Why It Matters
Louisiana’s three-month legislative session wrapped up Monday with major consequences for public school employees, New Orleans’ elected offices, and the state’s corrections system. The session unfolded against a backdrop of escalating racial and partisan conflict, particularly in its final weeks, and was shaped in part by a U.S. Supreme Court ruling on the state’s congressional map issued in April.
What Happened
Governor Jeff Landry came away from the session with several administration priorities intact. The state’s prison system received a $100 million year-over-year funding increase, and Landry’s LA GATOR initiative — designed to direct public dollars to students attending private schools — advanced during the session.
New Orleans emerged as a focal point of controversy. Legislation passed to eliminate the Orleans Parish Clerk of Criminal Court position, a move that took shape before Calvin Duncan could assume that office. Bills also removed certain local judgeships and cut off state funding for prosecutor positions in the city. Statewide, however, district attorneys’ offices are scheduled to receive additional state funding beginning July 1.
Prosecutors also gained a new procedural advantage: under legislation co-championed by State Rep. Josh Carlson (R-Lafayette) and Attorney General Liz Murrill, a prosecutor dissatisfied with a judge assignment in cases where the defendant has waived jury rights can seek reassignment to a different judge.
On education, a constitutional amendment intended to secure teacher pay protections went down on May 16. As a result, the state budget taking effect July 1 does not include the pay stipends teachers and support staff have received for the past three years. Landry had sought to redirect $168 million in public school operating funds toward those stipends, but that plan did not advance. The session did produce one education-related success: legislation targeting college hazing, brought by Rep. Vanessa LaFleur (D-Baton Rouge) as House Bill 636, was signed into law by Landry following the death of Southern University student Caleb Wilson last year.

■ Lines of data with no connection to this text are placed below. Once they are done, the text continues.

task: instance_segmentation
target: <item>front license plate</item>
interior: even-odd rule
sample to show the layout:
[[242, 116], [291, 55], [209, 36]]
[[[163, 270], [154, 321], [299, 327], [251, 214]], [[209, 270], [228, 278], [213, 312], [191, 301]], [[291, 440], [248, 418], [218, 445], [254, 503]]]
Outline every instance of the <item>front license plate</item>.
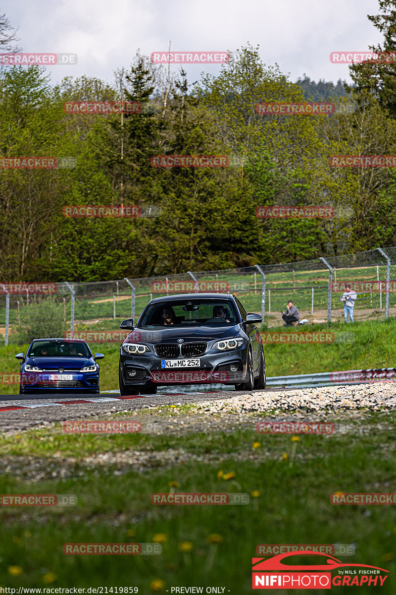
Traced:
[[199, 358], [192, 359], [161, 359], [161, 368], [199, 368], [201, 365]]
[[73, 375], [72, 374], [50, 374], [50, 380], [72, 380]]

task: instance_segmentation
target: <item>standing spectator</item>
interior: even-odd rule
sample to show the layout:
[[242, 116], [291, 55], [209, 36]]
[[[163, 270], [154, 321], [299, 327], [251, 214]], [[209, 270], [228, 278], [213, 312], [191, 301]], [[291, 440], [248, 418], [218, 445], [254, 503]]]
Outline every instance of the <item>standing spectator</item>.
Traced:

The session also made several changes affecting government transparency. Records relating to applicants for leadership of public universities and colleges were made confidential, details on public funding for college athletes were shielded from public view, and requirements for state board members to disclose family members’ conflicts involving state business were lifted.
By the Numbers
- $100 million: Year-over-year increase in state prison system funding
- $17.5 million: Allocated for expansion of the Angola penitentiary
- $15.2 million: Set aside for a new juvenile correctional facility in Vernon Parish
- $18.6 million: Directed toward prison guard pay raises
- Over $8 million: Committed to previously unbudgeted prison medical costs
- 2,000: Growth in Louisiana’s state prison population since Landry took office in early 2024
- $2,000 / $1,000: Annual teacher and support staff stipends, respectively, that will not appear in the new budget beginning July 1 — both had been in place for three years
- $168 million: The amount Landry proposed shifting away from public school operations toward those stipends
- ~$24 million: Amount Division I college athletics programs are expected to receive from sports gambling tax revenue
- $20 million: The existing cap on sports gambling revenue directed to early childhood education — a cap that will remain, after Senate Bill 135 by Sen. Beth Mizell (R-Franklinton) died in the House Criminal Justice Committee without receiving a vote
Zoom Out
The Louisiana session reflects a pattern playing out in multiple Republican-governed states: corrections budgets expanding, school choice programs receiving priority, and statutory language being revised to replace “gender” with “sex” — the latter accomplished here through House Bill 578 by Rep. Mike Johnson (R-Pineville). Lawmakers declined to advance LGBTQ+ workplace protection measures.
The congressional map changes took on added complexity following the U.S. Supreme Court’s ruling in Louisiana v. Callais, decided in April, which altered the contours of the state’s redistricting landscape heading into future election cycles.
The move to reduce elected offices in New Orleans — eliminating judgeships and the criminal clerk post — tracks a broader trend in which state legislatures have stepped in to restructure or consolidate local governmental positions, particularly in urban jurisdictions.
What’s Next
The new state budget activates July 1, triggering the prison funding increases, the lapse of educator stipends, and the expanded state support for district attorneys’ offices. The hazing law Landry signed will proceed toward implementation. Supporters of early childhood education funding are expected to return in a future session to revisit the sports gambling revenue cap. The elimination of New Orleans’ elected offices and the judicial changes will likely draw continued legal and political challenges in the months ahead.